Le differenze tra etnie lungi dal fomentare guerre e divisioni devono diventare «motivo e stimolo per un reciproco arricchimento umano e spirituale». In una realtà fatta di povertà, ingiustizie, violenze e guerre, la Chiesa può dare il suo grande contributo, perché la sua vocazione «è quella di essere profezia e fermento di riconciliazione tra i vari gruppi etnici, linguistici ed anche religiosi, all’interno delle singole nazioni e in tutto il continente. La riconciliazione, dono di Dio che gli uomini devono implorare e accogliere, è fondamento stabile su cui costruire la pace, condizione indispensabile per l’autentico progresso degli uomini e della società, secondo il progetto di giustizia voluto da Dio».
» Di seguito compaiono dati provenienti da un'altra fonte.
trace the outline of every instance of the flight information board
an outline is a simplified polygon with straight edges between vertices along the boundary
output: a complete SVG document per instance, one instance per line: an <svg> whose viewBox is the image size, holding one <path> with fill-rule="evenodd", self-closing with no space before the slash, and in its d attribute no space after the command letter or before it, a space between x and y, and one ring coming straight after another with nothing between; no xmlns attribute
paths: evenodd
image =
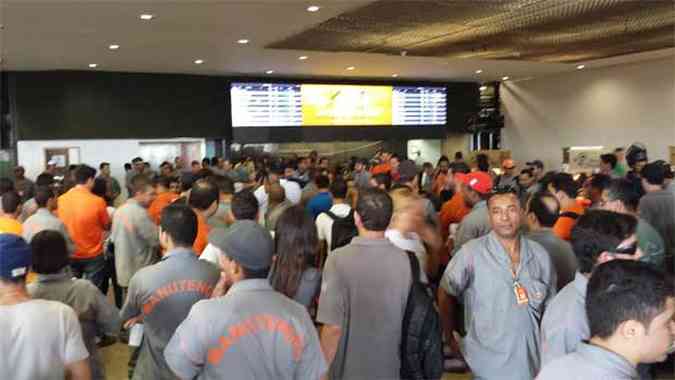
<svg viewBox="0 0 675 380"><path fill-rule="evenodd" d="M233 127L445 125L445 87L232 83Z"/></svg>

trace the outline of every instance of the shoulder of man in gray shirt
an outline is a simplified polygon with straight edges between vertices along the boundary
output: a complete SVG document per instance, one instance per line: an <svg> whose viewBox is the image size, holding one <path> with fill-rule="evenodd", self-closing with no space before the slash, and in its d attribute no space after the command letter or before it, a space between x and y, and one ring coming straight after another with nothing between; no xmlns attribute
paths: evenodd
<svg viewBox="0 0 675 380"><path fill-rule="evenodd" d="M342 328L332 378L398 378L411 282L408 256L387 239L357 236L328 256L317 320Z"/></svg>
<svg viewBox="0 0 675 380"><path fill-rule="evenodd" d="M157 225L147 209L133 199L115 211L110 240L115 245L117 283L122 287L129 286L129 280L139 269L157 261Z"/></svg>
<svg viewBox="0 0 675 380"><path fill-rule="evenodd" d="M326 372L307 310L267 279L197 303L164 350L182 379L318 379Z"/></svg>
<svg viewBox="0 0 675 380"><path fill-rule="evenodd" d="M474 376L534 377L539 370L539 322L556 294L555 276L544 248L523 237L515 276L494 232L469 241L453 256L441 287L465 305L462 349ZM516 298L516 284L525 291L524 301Z"/></svg>
<svg viewBox="0 0 675 380"><path fill-rule="evenodd" d="M211 296L220 278L212 264L199 260L190 249L167 253L154 265L131 278L122 321L143 316L143 343L134 379L173 379L163 352L192 305Z"/></svg>

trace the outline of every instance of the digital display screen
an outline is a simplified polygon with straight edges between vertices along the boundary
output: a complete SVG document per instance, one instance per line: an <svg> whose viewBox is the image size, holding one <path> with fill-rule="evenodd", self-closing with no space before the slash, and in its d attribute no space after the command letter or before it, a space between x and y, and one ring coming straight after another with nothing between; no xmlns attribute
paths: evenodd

Ma non può dimenticare, il Papa, i conflitti che ancora insanguinano la terra africana, le «guerre dimenticate» e quelle che trovano posto, se così possiamo dire, nelle cronache, come i gravi episodi di violenza in Guinea. Dialogo, riconciliazione, giustizia, pace: sono le parole che usa per chiedere alle parti di sospendere le violenze e trovare un terreno comune per costruire il futuro del Paese. Angelus che non può ignorare, assieme ai grandi temi del Sinodo per l’Africa, le sofferenze per le tante vittime provocate dalle violente calamità naturali come lo tsunami nelle isole Samoa e Tonga, il tifone nelle Filippine, e il devastante terremoto in Indonesia. O, come ancora, l’alluvione in Sicilia, a Messina. Vite umane stroncate, persone disperse e senza tetto. La preghiera del Papa è per tutte le vittime, per quanti sono stati toccati dalla perdita dei loro cari, per tutti gli sfollati. Una preghiera che è anche appello alla solidarietà e al sostegno della comunità.